Mais le seul engouement autour du record de l’heure ne suffit pas à avancer que le cyclisme actuel est nostalgique, et qu’il se rapproche petit à petit du cyclisme d’antan. En revanche, l’importance grandissante des quelques coureurs au panache démesuré est un vrai signe. Comme si certains avaient envie de vivre ce que leurs aînés ont pu connaître. Vincenzo Nibali et Alberto Contador ont remporté deux des trois grands tours en 2014, et à eux deux, comptent neuf succès sur les épreuves de trois semaines. Preuve qu’il est possible d’allier le succès avec le panache, parce que ces deux larrons font partie de ceux qui osent, qui ne se cachent pas derrière leurs coéquipiers et qui n’hésitent pas à risquer de tout perdre pour avoir ne serait-ce qu’une infime chance de gagner. C’est pour ça qu’ils sont passés à côté de quelques places d’honneur prestigieuses, mais c’est aussi grâce à leur tempérament à part qu’ils ont pu aller décrocher des bouquets qui ont fait et continuent de faire leur réputation.

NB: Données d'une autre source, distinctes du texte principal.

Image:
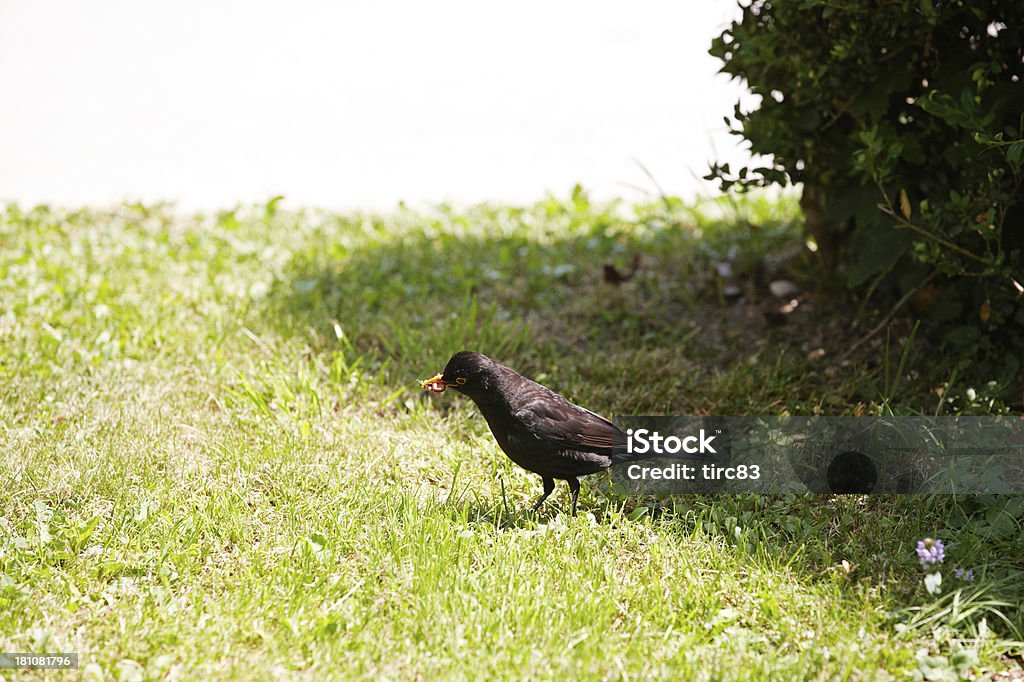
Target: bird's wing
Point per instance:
(553, 419)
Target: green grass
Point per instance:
(217, 461)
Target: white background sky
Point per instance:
(357, 103)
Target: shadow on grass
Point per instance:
(527, 288)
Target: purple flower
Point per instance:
(930, 552)
(966, 574)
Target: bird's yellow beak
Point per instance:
(435, 384)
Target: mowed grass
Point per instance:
(217, 461)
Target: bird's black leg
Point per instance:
(574, 486)
(549, 486)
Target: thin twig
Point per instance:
(889, 315)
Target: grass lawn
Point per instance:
(217, 461)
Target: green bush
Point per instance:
(903, 121)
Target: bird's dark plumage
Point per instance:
(538, 429)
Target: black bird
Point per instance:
(538, 428)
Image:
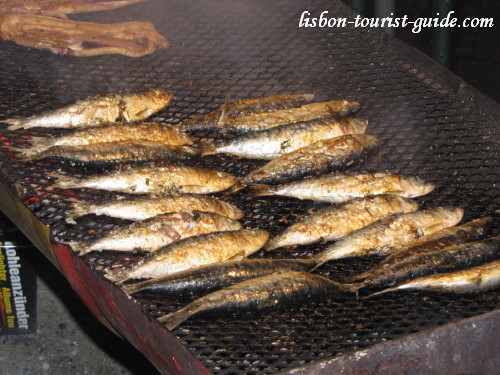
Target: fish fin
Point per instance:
(260, 190)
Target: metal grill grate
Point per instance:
(430, 123)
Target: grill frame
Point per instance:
(450, 107)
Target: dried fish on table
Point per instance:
(216, 119)
(471, 231)
(211, 277)
(143, 207)
(193, 252)
(337, 188)
(473, 280)
(165, 178)
(390, 232)
(319, 157)
(159, 231)
(117, 132)
(335, 222)
(98, 110)
(269, 144)
(271, 291)
(75, 38)
(114, 153)
(306, 112)
(445, 260)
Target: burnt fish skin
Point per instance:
(449, 259)
(272, 143)
(145, 131)
(319, 157)
(98, 110)
(165, 178)
(339, 187)
(193, 252)
(265, 292)
(115, 153)
(307, 112)
(382, 236)
(154, 233)
(473, 280)
(208, 278)
(217, 119)
(144, 207)
(335, 222)
(468, 232)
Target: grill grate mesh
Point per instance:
(431, 125)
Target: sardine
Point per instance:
(166, 178)
(473, 280)
(337, 188)
(114, 153)
(269, 144)
(193, 252)
(320, 157)
(335, 222)
(208, 278)
(468, 232)
(216, 119)
(98, 110)
(143, 207)
(271, 291)
(111, 133)
(159, 231)
(449, 259)
(382, 236)
(307, 112)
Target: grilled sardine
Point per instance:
(319, 157)
(392, 231)
(335, 222)
(98, 110)
(217, 119)
(193, 252)
(307, 112)
(471, 231)
(271, 143)
(473, 280)
(337, 188)
(271, 291)
(211, 277)
(140, 208)
(166, 178)
(159, 231)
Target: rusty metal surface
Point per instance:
(431, 124)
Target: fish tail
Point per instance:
(260, 190)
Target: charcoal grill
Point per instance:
(430, 122)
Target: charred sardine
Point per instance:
(319, 157)
(216, 276)
(245, 107)
(271, 291)
(390, 232)
(271, 143)
(468, 232)
(445, 260)
(193, 252)
(141, 208)
(98, 110)
(473, 280)
(166, 178)
(337, 188)
(307, 112)
(335, 222)
(159, 231)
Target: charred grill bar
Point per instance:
(430, 123)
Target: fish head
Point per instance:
(415, 186)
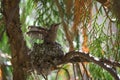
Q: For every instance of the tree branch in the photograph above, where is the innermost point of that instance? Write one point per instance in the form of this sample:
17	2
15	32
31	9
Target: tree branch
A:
76	56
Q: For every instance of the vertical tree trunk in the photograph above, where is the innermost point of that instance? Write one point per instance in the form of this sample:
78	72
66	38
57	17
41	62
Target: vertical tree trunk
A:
16	40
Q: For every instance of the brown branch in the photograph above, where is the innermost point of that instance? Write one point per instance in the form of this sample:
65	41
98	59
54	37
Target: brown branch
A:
70	56
65	26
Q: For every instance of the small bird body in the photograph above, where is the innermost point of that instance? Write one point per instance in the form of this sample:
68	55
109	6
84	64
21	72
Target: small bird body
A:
47	35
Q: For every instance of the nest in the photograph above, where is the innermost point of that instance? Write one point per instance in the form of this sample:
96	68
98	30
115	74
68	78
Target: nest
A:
45	57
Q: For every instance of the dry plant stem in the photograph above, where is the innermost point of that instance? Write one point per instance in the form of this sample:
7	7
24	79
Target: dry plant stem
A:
74	70
79	70
65	26
63	69
92	59
85	70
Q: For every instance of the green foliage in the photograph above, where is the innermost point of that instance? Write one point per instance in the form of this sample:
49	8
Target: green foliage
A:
103	43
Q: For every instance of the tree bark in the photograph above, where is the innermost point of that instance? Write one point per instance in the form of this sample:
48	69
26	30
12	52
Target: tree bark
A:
16	40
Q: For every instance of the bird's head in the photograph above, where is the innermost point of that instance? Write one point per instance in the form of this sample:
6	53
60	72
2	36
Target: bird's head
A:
54	27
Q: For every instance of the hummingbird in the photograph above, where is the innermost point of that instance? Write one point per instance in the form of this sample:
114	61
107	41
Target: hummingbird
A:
47	35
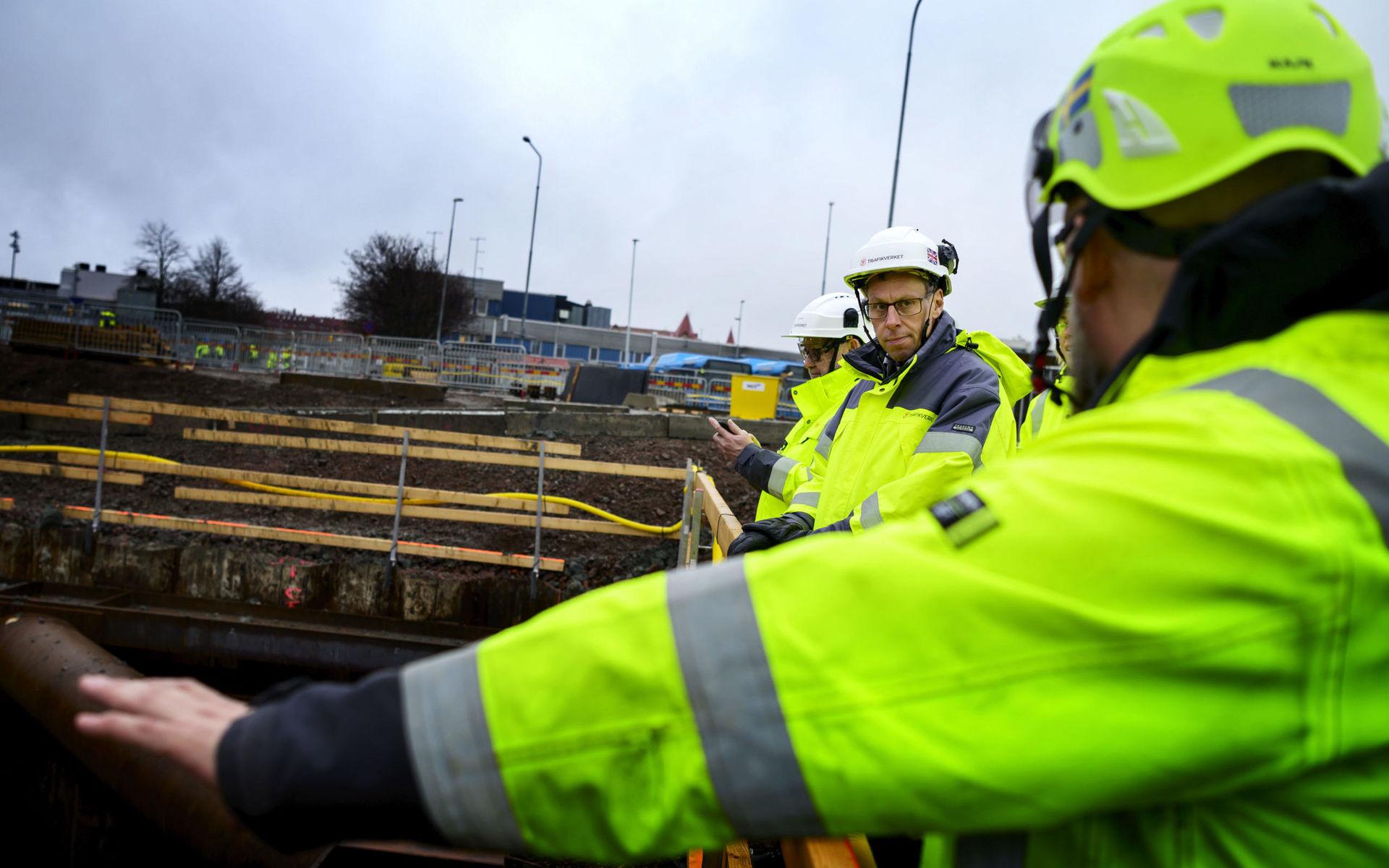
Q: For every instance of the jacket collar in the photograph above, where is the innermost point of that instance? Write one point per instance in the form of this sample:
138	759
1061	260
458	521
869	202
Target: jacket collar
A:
1313	249
872	362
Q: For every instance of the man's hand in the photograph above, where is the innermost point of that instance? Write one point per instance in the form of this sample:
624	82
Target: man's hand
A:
768	532
175	717
731	441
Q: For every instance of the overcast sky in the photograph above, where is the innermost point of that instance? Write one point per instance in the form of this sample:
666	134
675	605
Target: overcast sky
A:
714	131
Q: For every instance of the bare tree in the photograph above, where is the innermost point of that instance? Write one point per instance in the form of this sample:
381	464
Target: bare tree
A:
213	288
161	256
394	285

Avec quelques autres coureurs, comme Fabian Cancellara ou Peter Sagan, ils sont les ambassadeurs du panache dans le vélo, qui nous rappelle que le cyclisme moderne n’est pas forcé d’être ennuyeux. Les coureurs ne sont pas obligés d’attendre les trois derniers kilomètres pour se livrer dans la montagne, ou la dernière difficulté des grandes classiques pour oser porter une attaque. Heureusement qu’ils sont là, parce qu’ils nous permettent d’espérer un peu, et de se rassurer. Cadel Evans et Alejandro Valverde courent intelligemment, mais il est possible de s’imposer en adoptant une autre tactique. Alors évidemment, le cyclisme d’il y a cinquante ans n’a toujours pas grand chose à voir avec celui d’aujourd’hui : les épopées de cent kilomètres n’existent plus, et les équipes ont désormais un rôle considérable dans les grandes épreuves. Mais ces quelques signes, s’ils ne retranscrivent pas véritablement le vélo qui manque à certains, ont au moins le mérite de nous y replonger un tant soit peu avec les héros d’aujourd’hui. Et c’est tant mieux.